In a second set of experiments, we extended the voltage scaling approach to the clock network in order to achieve additional power reduction and, thus, improve the optimization results. For this purpose, we disabled the use of high voltage flip-flop cells, so that the SSV implementations contained only level-converting flip-flops and the DSV implementations contained only low voltage and level-converting flip-flops. Under these circumstances, the signal level in the clock network could be safely reduced from V DD to V DDL .
The substitution of conventional high voltage flip-flops with their level-converting counterparts generally creates delay and power overheads, since the level-converting cells are slower and consume more cell-internal dynamic power. In the case of the CR16 core module, the performance penalty was only 2% while the power overhead was 5%. On the other hand, the large number of level converters improved the efficiency of DSVS in the logic, i.e. the dynamic power was reduced by 7% instead of 4%. This partially compensated for the power overhead.
Overall, the dynamic power of the DSV implementation with a low voltage clock was 5% lower than the dynamic power consumption of the power-optimized SSV implementation with a high voltage clock. Clearly, the use of clock voltage scaling did not lead to a significant improvement over DSVS without clock voltage scaling. The reason for this is that, with gated clocks, the clock network accounted for only 7% of the total dynamic power and, hence, even a significant reduction of the power in the clock network (e.g. 50%) results in very little reduction of the total power (e.g. 3%). 
Conclusions
We have shown that DSVS can be carried out exploiting existing gate sizing tools, provided that a suitably modeled DSV standard cell library exists. The required DSV synthesis library file can easily be created from two conventional SSV libraries. The only costly task remaining is the design of the level-converting flip-flop cells, which, of course, is required by any DSV design methodology. Consequently, our methodology can be adopted with a modicum of effort. A slack distribution analysis has shown that timing-driven synthesis using standard synthesis tools usually generates netlists that contain a large number of timing-critical cells. Moreover, the number of critical cells further increases if state-of-the-art SSV power optimization is used. Therefore, the true additional benefit of DSVS is smaller than claimed by other researchers. On average, we observed an additional power reduction of 10%.

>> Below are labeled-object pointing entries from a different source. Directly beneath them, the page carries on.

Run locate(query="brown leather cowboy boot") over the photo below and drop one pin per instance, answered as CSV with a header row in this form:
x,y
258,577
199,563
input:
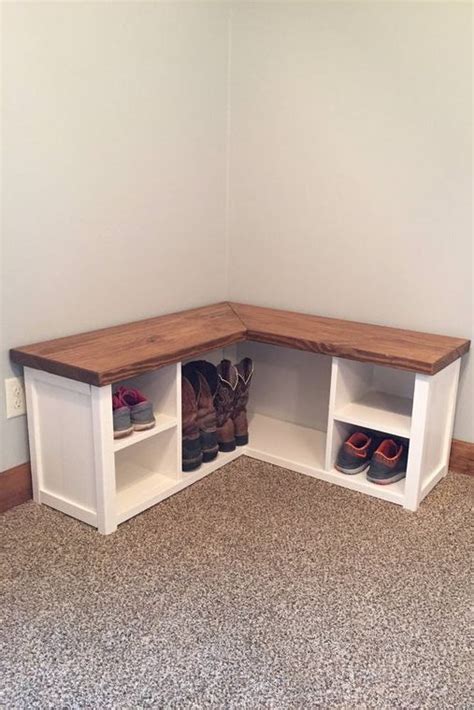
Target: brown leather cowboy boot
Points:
x,y
192,455
203,377
241,428
224,403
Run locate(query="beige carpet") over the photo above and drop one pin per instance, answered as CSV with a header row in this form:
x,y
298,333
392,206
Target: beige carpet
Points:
x,y
255,588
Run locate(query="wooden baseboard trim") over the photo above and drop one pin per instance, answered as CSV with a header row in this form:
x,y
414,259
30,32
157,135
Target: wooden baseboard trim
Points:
x,y
462,457
15,486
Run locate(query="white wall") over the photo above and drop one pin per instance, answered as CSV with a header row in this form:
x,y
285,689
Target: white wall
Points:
x,y
350,177
113,169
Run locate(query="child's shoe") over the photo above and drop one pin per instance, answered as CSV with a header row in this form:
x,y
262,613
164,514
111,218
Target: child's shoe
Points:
x,y
141,409
122,420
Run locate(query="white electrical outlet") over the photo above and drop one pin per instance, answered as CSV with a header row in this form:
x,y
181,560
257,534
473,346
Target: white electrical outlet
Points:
x,y
15,397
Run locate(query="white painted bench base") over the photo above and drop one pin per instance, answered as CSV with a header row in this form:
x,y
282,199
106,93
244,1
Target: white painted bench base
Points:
x,y
79,469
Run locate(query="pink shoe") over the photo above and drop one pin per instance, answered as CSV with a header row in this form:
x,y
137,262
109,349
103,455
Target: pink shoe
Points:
x,y
122,420
141,409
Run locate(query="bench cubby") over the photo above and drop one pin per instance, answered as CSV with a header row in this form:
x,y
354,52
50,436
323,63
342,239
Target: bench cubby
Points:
x,y
316,380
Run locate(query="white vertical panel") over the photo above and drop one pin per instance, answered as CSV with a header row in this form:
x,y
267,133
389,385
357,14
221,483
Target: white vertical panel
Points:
x,y
417,447
104,462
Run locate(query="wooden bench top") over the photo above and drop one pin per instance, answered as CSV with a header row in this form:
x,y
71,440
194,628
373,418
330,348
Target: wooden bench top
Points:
x,y
109,355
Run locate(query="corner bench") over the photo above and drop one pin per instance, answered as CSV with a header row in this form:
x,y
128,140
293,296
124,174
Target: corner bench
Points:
x,y
400,382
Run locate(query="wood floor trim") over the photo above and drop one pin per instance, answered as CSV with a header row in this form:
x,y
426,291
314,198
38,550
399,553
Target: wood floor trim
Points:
x,y
461,459
15,483
15,486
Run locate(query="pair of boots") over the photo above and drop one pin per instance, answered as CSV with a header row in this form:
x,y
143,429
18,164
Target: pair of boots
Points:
x,y
214,409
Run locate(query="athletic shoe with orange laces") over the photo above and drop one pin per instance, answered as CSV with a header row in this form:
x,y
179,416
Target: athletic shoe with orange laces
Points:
x,y
389,463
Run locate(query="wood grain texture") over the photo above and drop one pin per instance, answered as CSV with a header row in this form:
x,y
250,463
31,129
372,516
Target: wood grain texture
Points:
x,y
403,349
112,354
15,486
462,457
109,355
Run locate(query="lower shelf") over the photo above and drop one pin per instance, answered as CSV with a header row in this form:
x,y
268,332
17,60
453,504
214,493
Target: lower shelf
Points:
x,y
303,450
138,488
284,444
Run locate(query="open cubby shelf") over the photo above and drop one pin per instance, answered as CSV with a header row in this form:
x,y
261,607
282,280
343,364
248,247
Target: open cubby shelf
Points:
x,y
303,406
379,410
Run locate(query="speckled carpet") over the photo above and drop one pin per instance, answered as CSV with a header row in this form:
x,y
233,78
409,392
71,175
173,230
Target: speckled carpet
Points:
x,y
255,588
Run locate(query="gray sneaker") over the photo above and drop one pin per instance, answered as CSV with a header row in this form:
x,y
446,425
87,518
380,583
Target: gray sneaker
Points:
x,y
122,420
141,409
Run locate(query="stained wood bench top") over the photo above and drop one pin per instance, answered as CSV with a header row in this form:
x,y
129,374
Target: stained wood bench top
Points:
x,y
109,355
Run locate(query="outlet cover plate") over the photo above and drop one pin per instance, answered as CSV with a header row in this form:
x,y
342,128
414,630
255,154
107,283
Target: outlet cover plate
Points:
x,y
15,397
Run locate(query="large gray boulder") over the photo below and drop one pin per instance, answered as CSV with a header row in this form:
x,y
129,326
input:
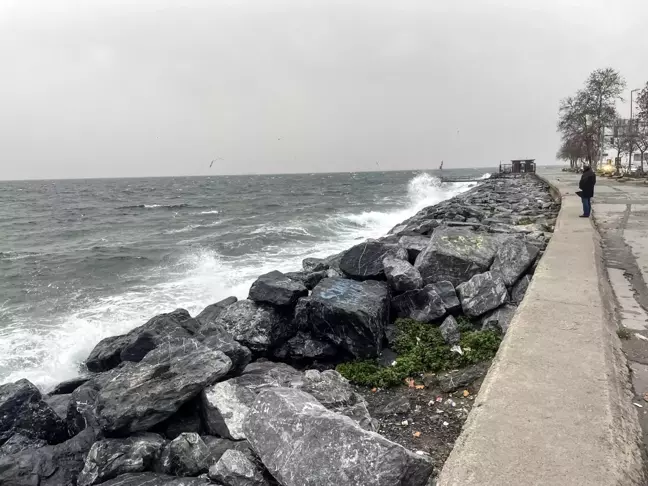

For a comparison with related work, the selection of circuits, the quality of the timing-driven synthesis, the technology and the library, the supply voltages and the use of stateof-the-art power optimization techniques had to be taken into account. For this reason, we implemented a previously published DSVS algorithm and applied it to benchmark circuits within our synthesis environment. The results revealed a greater efficiency of our approach.
Our methodology supports clock voltage scaling for power reduction in the clock network. The performance penalty due to level-converting flip-flops in critical paths was small in the case of the CR16 microprocessor core. However, clock voltage scaling turned out to be inefficient for a design that makes extensive use of gated clocks.